Characterising the components of heat transfer across a solid / air surface really does come down to basic physics and we just need to crank the numbers into the two main factors at play in this:

  • Radiation. Any surface is radiating heat but is also simultaneously absorbing similar radiation from everything in line of site. If everything is at the same temperature, then this all cancels out and no net flow of energy occurs. However even with a small imbalance in temperatures, because of the amount of radiation being transferred, results in a net energy flow. The physics depends on the Stefan–Boltzmann law, and when you crank the numbers for a surface at roughly 20°C, this works out at ~5.7 W/m²K. OK, this has to be factored by something called the emissivity which can be as low as 0.03 for a mirrored aluminium surface, but for normal painted surfaces like house walls, it's nearer to 0.9. Also remember that the whilst the area can easily be calculated for very smooth surfaces, any texturing (like clothes or carpet pile) can dramatically increase this. Nonetheless, a good general rule of thumb is to assume 5 W/m²K.
  • Conduction. This is atoms of air bumping into the walls and transferring energy that way. Air, being a gas, is light on atoms compared to the solid wall, and so is a poor conductor, but it is also free to move and so the air region in contact with the wall is continually replaced due to any air movement. Once the temperature difference between the wall and the air is more than a couple of degrees, then the heating of the air itself generates convection and this make the heat transfer even more efficient. However in internal spaces, where there are no major drafts or temperature induced convection differences, this conduction makes a relatively small, say 30%, contribution, and radiation is the dominant component.

 

So a good overall figure for bare surfaces is ~7W/m²K and this is what I use in my active slab calculations.

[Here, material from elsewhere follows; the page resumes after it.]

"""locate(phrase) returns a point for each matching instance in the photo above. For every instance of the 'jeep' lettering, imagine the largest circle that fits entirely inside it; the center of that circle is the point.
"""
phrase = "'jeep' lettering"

This means that when doing U-value calculations, I can treat any material/air interface as having an effective thermal resistance of its reciprocal, that is roughly 0.15 m²K/W within the R-value calculations. Note that the references often assume some level of internal air movement, and so quote a lower thermal transmittance value of 0.12 m²K/W. Also if the surface includes a reflective / foil layer then the emissivity can drop significantly (though not to the 0.03 figure that I quoted earlier unless a high-spec multi-layered material is used); a typical foil-backed plasterboard might achieve an effective emissivity of around 0.3 which is why this is often quoted as having a transmittance value of 0.4 m²K/W.

The bible which gives all of these magic figures is the BRE Conventions for U-value calculations document and the data given therein broadly corresponds to the above.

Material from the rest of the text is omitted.